Thankfully, the weather was fairly pleasant when I got off work for the afternoon, so a quick walk around the city stuffed my bag full of CDs that I'd been meaning to hear for a while, stuffed my guts full of pretty-good burrito, and found me outside the Music Gallery at about the same time as the security dude for the night showed up. A short wait later, I was inside, chatting with a recent arrival in the city from London who knows his Steve Reich a whole lot better than I do. For whatever reason, I almost never talk to people at shows, and it was a nice change to have someone to chat with for a bit.

Musically, things were pretty varied. Sure, the DJs blended together in the background, though the occasional screech or blurp would poke its way through the conversation to demand your attention for a moment. Up on the courtyard stage, Wallace Halladay was the first one to play a note, accompanying several other reeds on a backing tape with his soprano sax and sounding, to my ears, a lot like Clarinet Thing. He was, as it turns out, playing some kind of Reich composition, which lets you know how much I know about 20th-century minimalists, but I'm keen to learn more… the piece ended on a really bright, uplifting note and Halladay seemed like a good guy, too.

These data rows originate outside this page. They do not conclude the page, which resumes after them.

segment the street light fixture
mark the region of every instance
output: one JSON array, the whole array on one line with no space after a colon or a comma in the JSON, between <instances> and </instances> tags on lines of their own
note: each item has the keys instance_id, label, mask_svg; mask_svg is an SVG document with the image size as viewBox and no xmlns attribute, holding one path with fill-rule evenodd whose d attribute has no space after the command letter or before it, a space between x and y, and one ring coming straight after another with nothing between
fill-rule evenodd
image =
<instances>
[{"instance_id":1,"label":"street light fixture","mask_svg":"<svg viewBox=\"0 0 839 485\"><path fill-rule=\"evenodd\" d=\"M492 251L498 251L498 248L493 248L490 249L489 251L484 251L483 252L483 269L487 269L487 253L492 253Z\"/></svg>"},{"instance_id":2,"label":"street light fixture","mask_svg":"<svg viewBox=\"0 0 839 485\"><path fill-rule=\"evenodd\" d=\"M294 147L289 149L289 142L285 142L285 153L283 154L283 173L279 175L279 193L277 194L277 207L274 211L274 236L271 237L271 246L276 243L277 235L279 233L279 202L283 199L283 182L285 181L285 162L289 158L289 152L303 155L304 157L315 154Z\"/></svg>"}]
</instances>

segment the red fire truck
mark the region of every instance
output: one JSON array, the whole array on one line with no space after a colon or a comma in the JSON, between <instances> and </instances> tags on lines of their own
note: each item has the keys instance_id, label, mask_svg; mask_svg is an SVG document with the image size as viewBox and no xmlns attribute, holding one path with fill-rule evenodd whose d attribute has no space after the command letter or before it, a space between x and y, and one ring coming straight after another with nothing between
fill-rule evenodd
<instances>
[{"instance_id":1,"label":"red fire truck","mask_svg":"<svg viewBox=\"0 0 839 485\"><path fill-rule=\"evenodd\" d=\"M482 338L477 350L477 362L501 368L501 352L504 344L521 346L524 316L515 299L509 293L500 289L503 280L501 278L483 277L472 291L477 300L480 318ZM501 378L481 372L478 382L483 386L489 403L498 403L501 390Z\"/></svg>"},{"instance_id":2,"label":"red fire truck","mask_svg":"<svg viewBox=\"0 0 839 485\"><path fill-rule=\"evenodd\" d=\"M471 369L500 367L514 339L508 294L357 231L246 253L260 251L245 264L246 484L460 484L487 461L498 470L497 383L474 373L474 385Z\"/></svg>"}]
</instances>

Somebody familiar-looking set up a MacBook Pro and started making noise about twenty minutes later, but he was driven inside by drizzle and, honestly, didn't stand out from the DJs in the least. Coming back from the resulting sandwich run a bit later, I found that Isla Craig and Colin Fisher (who I didn't recognize at first without his big ol' beard) had started a droney yoga/meditation set that would normally have put me right to sleep, but on a cool(ing) night outside, it turned out to be a really nice accompaniment to lying in the grass and enjoying the weather.

GuSHee… I'm a bit more ambivalent about. They took a while to get their gear strung together, and while they were doing it, the iPhone-photo-blogging crowd took up position right in front of the stage and wouldn't let anyone see much more than their asses and beer bottles. When the duo (Insideamind's Professor Fingers and some woman I didn't recognize) got started, their microKorg improv was perfectly decent head-nodding stuff, but nobody's mind was blown wide open. Is it petty of me to be mildly annoyed by the DoRkY cApSiNg in their name? Probably, but at least the preening teenagers went inside to lick the sandwich trays clean when the set was over.

And then, finally, in the last half-hour before the city drove everyone inside, I finally got to see Not the Wind, Not the Flag in person. They got started with Colin Fisher on drums and Brandon Valdivia on kalimba and looping pedal and actually kicked up a pretty solid free-jazz clatter. (It's unfair, incidentally, for Fisher to be such a competent-to-excellent player on so many different instruments… the rest of the world should at least get a crack at some of that talent.) About fifteen minutes in, they switched places, with Valdivia beginning to pound the everloving hell out of the kit and Fisher picking up his guitar to howl holes in everyone's faces, and there was much ecstatic fire. Everyone in the neighbourhood who wasn't there, you got to hear the best bits of the night for free.

Things headed inside, where the pews in the church had been dragged around into a funky diamond-patterned layout and coloured whizziness was being projected every which way on the walls. Had I not had to show up for work the next morning, it probably would have been a lot of fun to wrap up in a blanket, lay a pillow down on a pew somewhere and zone out for a couple of hours, but the train home beckoned and so I presumably missed out on a whackload of blunted beats from California. Stupid part-time job.